Wednesday, October 23, 2013

Staggering CEO pay smashes all previous records

CEO pay reached astronomical levels last year, according to a new report whose author said he's never seen anything like it.

The 10 highest paid CEOs all took home more than $100 million, and two 'earned' more than $1 billion in a single year, according to GMI Ratings' 2013 Pay Survey.

"I have never seen anything like that," the report's author, Greg Ruel, told the Guardian. "Usually we have a few CEOs at the $100m-plus level but never the entire top 10."

Median workers' pay in the U.S. fell 9 percent since 1999.

McKesson CEO John Hammergren, who took home $131.2 million in 2011, didn't even make this year's list. Perhaps that's because investors said 'no' to his exorbitant pay package this year.

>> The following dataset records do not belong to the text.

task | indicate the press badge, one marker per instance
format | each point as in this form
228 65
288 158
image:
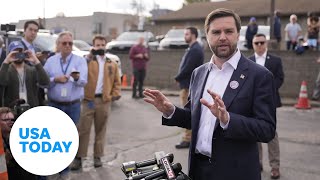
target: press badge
23 95
64 92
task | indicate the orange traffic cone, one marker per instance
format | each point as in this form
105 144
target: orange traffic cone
303 101
124 81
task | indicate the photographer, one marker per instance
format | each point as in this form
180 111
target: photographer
103 87
19 80
14 170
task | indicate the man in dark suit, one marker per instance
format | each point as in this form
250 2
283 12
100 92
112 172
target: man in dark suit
192 58
274 65
231 107
2 51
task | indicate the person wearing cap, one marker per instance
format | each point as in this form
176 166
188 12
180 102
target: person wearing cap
68 75
252 30
20 81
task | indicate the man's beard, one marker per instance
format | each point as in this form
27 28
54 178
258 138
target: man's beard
20 61
226 54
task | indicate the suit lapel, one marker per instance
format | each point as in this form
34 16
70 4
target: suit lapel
237 79
203 76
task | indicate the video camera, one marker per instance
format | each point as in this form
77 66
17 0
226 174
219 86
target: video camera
160 167
19 106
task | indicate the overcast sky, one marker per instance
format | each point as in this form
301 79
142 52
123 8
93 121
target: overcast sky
15 10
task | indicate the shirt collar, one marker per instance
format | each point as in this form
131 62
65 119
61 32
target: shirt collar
233 61
264 55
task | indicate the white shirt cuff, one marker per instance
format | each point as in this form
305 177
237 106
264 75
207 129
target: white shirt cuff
225 126
169 117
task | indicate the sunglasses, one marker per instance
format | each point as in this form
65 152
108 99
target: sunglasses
259 43
65 43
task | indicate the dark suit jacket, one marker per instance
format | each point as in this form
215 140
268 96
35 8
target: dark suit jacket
35 76
192 59
252 119
274 64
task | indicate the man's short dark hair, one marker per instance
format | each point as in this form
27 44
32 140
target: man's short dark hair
219 13
260 35
194 31
100 37
26 24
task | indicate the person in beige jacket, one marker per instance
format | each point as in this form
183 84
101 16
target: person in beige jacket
103 87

According to The Guardian,
...median household income, adjusted for inflation, was $51,017 in 2012, broadly unchanged from 2011. Wages for the average household have fallen about 9% from an inflation-adjusted peak of $56,080 in 1999. The census figures show a sharp recovery for those at the top of the wage scale as those at the bottom continue to see falls. 
Here are the top 10:
  1. Facebook, Inc., Mark Zuckerberg, $2,278,668,214 
  2. Kinder Morgan, Inc., Richard D. Kinder, $1,116,685,089 
  3. Sirius XM Radio Inc., Mel Karmazin, $255,355,676 
  4. Liberty Media Corporation, Gregory B. Maffei, $254,890,638 
  5. Apple Inc., Timothy D. Cook, $143,828,867 
  6. Dick’s Sporting Goods, Inc., Edward W. Stack, $142,052,496 
  7. Liberty Interactive Corporation, Gregory B. Maffei, $136,450,484 
  8. Starbucks Corporation, Howard Schultz, $117,562,601 
  9. salesforce.com, inc., Marc Benioff, $109,544,875 
  10. Verisk Analytics, Inc., Frank J. Coyne, $100,432,117 
The report doesn't disclose the gap between the CEO's pay and the average worker's pay.

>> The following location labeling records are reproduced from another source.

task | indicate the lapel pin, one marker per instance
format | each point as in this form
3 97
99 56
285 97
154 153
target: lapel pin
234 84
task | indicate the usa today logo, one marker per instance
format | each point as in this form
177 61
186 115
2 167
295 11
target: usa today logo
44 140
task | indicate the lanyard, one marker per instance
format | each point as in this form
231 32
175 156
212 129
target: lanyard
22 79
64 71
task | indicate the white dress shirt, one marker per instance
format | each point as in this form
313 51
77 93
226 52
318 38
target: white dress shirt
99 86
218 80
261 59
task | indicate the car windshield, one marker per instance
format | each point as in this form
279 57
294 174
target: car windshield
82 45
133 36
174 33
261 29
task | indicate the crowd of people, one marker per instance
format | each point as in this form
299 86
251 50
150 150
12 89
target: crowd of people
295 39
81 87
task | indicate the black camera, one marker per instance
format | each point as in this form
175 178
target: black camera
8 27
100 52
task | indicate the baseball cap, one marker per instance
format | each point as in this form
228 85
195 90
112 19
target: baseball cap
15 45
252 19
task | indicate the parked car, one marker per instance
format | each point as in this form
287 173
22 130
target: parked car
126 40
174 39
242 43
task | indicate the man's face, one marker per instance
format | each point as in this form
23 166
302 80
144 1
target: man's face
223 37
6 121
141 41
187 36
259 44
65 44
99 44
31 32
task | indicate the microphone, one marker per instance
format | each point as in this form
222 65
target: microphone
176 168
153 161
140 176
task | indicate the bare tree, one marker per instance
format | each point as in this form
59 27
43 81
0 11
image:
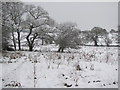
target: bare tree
14 12
36 17
67 36
96 33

The Securities and Exchange Commission (SEC) proposes companies disclose the gap, and the Teamsters support that proposal. Take, for example, Hammergren. During his tenure as CEO at McKesson, the company paid nearly $1 billion in fines for Medicaid fraud and price fixing, while newly organized Teamsters at the company's Lakeland, Fla., warehouse can't afford health insurance.

Making CEO's explain to investors that there's a mind-boggling distance between their pay and their average workers' pay might just shame them into common decency.